I agree with Catspaw. I have a biscuit joiner and never use it. I have dowling jigs and never use it for panels. Key is proper milling and edge jointing works fine (just plain ole glue on the edges and clamping them in place). I start off by planing boards down on my jointer/planer and make sure I get the flat. My jointer can only take 6 inch boards. I plane them flat on one side, then run then through my 12 inch planer to get them flat and parallel on both sides. I keep them proud of the desired thickness and then I glue up boards to 12 inch widths. Then I run those through the 12 inch planer and plane them down to desired thickness. Then I do the final glue up of the 12 inch boards to the final desired width of the table top. You will still have to use a hand plane to get the final top flat as you will still have a small "lip" at the edge joints on the final table top. Once you hand plane it all down, it is usually very flat and pretty close to perfect. All edge jointed, though. Key is proper milling.


----------



## CharlieM1958 (Nov 7, 2006)

A lot of good info has been given. I'll just add that I've rescued some very uneven glue-ups with my trusty belt sander. You just have to be careful to sand the entire surface and not just the joints. Otherwise, you'll end up with valleys.


----------



## ShannonRogers (Jan 11, 2008)

It is conversations like this one that makes this site so awesome. What a great resource! Not much to add but a tip to help keep your boards aligned. It won't work perfectly and you will see some deviations, but I find that using a clamp across the joint helps to hold the boards in line with one another. If doing a wide table top, you can clamp both ends flat and then use a deep clamp or cauls in the middle to hold the boards that way. Start with medium clamping pressure on those clamps then add the clamps along the glue joint that will actually provide the clamping pressure, tightening those up slowly in tandem with the "flattening clamps"


----------



## Mtnbiker26 (Mar 1, 2009)

Holy cow, thanks for all the replies! I thought that I was going to get laughed at for asking such a fundamental question. I do a lot of mechanical tinkering like maintenance on my cars and motorcycles and even a little welding so I'm not new to working with my hands but I'm discovering that there's A LOT to know about woodworking.

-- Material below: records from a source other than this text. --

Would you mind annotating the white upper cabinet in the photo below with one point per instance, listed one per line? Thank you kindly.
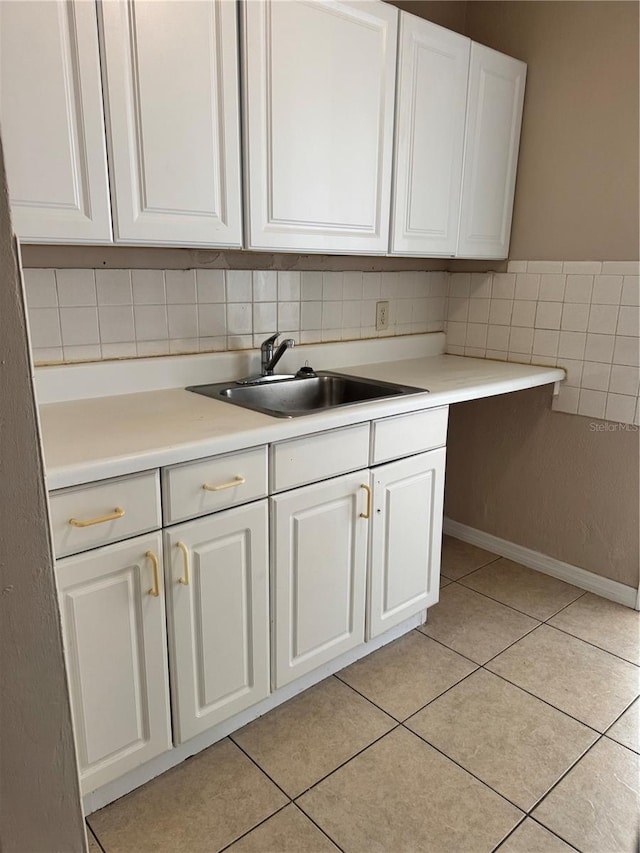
(492, 139)
(433, 68)
(171, 72)
(319, 102)
(52, 122)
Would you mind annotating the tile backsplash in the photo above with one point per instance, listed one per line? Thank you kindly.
(579, 315)
(93, 314)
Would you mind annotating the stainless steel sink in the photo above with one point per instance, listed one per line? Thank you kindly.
(291, 397)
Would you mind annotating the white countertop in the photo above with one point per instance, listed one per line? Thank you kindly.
(91, 439)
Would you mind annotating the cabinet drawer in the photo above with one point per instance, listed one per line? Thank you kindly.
(198, 488)
(85, 517)
(404, 435)
(320, 456)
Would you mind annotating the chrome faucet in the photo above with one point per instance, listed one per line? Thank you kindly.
(269, 358)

I made some speaker stands last summer and I used dowels on the edge-to-edge joints but the platforms were only about 8" X 8" so I just had to join three pieces of 1" X 3". I had just brought home a drill press and I wanted to play with it so I used the drill press instead of a doweling jig and wound up spending some time with the random orbital sander to the get them flat. It's amazing how much work 1/32" deviation can create. That's when I realized that there had to be another method.

I'm thinking that cabinet grade plywood is going to be the way to go for the TV stand since this will be my first real project and I don't want to get in over my head, plus a planer and jointer are still on the list of tools to accumulate.

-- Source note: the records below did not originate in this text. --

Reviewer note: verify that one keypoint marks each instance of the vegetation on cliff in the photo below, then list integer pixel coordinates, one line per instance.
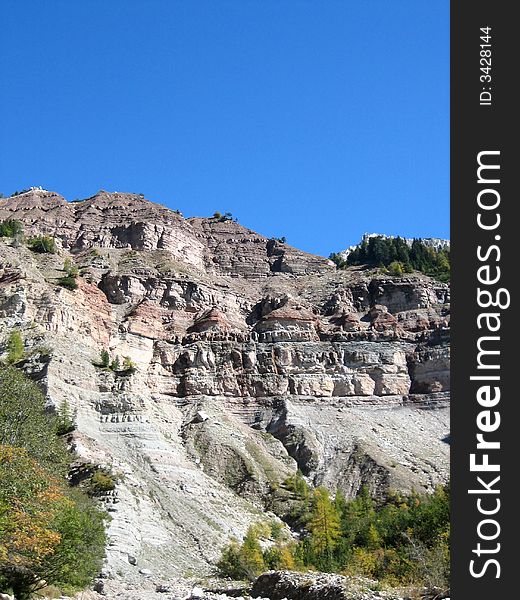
(49, 532)
(395, 255)
(405, 540)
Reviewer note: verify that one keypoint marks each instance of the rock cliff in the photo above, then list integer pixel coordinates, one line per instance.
(252, 360)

I also plan to make a wide, shallow lamp table to put under the window in the dormer so it would make a great project for my first attempt at gluing up a panel. It'll be about 12" X 40" so it should be just the right size to shoot through a planer.


----------



## PirateOfCatan (Feb 3, 2009)

Mtnbiker26, mostly people here just laugh at jokes. We all started out knowing nothing and learned from others on the way.

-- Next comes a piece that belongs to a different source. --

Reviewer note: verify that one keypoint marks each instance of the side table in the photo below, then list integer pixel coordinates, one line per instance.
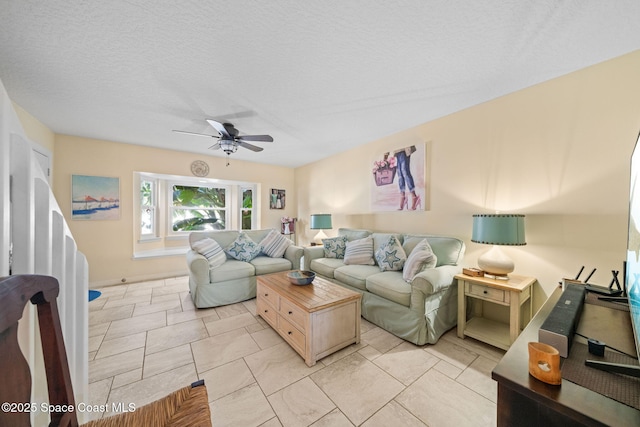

If you are working with smaller sizes (like 8"x8"), then just buy the larger boards (1×10) and rip them down. Saves a lot of work with glue and sanding. On the slightly larger TV stand you could always rough cut your boards long and screw them to a flat surface until they are dry. Make sure you put down plastic (messy) or just be careful with your glue. Evenly put weight on the middle section to they don't become un-level. Clamp the boards together before you screw more than the first one down.

Good Luck.


----------



## cabinetmaster (Aug 28, 2008)

Looks like you got more than enough answers. The plywood was also what I was going to suggest. I build tops all the time with plywood and add solid wood edges and they look fantastic. And with a router you can add many different edges to a top.


----------